Hidayatullah.com—Polemik hukum lokalisasi judi pernah dibahas dalam Bahtsul masail diniyah di Musyawarah Kerja Wilayah (Muskerwil) PWNU Jateng di Pondok Pesantren Nurul Islami, Rejosari, Wonolopo, Mijen, Semarang, Agustus 2004 lalu.
Saat itu, kiai-kiai NU sepakat menolak gagasan melokalisasi judi dan WTS (wanita tuna susila). Menurut para kiai, yang seharusnya dilakukan pemerintah dan masyarakat adalah izalatul munkarat atau taghyirul munkarat (menghilangkan kemunkaran dan kemaksiatan) dalam segala bentuk. Sedangkan lokalisasi hanya bersifat mengurangi atau meminimalkan, tidak menghilangkan.
Saat itu, Wakil Rois Syuriyah PWNU Jateng KH. Nadjib Hasan (sekarang Wakil Syuriah PWNU Jateng), yang memimpin Komisi Bahtsul Masail menjelaskan, pihaknya sangat menghargai pendapat atau wacana para kiai dan berbagai pihak mengenai lokalisasi judi dan prostitusi. Termasuk pendapat KH MA Sahal Mahfudh yang menganggap tidak masalah terhadap ikhtiar mengurangi judi dengan cara melokalisasi.
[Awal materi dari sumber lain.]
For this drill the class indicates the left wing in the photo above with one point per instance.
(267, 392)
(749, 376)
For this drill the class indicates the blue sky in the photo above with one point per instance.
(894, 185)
Namun, menurut Nadjib Hasan, kebijakan lokalisasi hingga sekarang masih bersifat dhanny (mungkin dan tidak pasti). Buktinya, meski ada lokalisasi WTS, sampai sekarang perzinaan masih merebak di mana-mana.
Sementara itu, Katib Syuriah KH Ubaedullah Shodaqoh SH yang pengasuh Pesantren Al-Itqon, Bugen, Tlogosari Wetan, Semarang, mengatakan, mafsadat atau dampak negatif yang yakin terjadi akibat lokalisasi tidak dapat dihilangkan dengan adanya maslahah yang bersifat dhanny.
Dia mengutip kaidah fikih Alyaqin la yuzalu bis syakki (keyakinan tidak bisa dihilangkan oleh sesuatu yang bersifat syak (dugaan). [sumer/hidayatullah.com]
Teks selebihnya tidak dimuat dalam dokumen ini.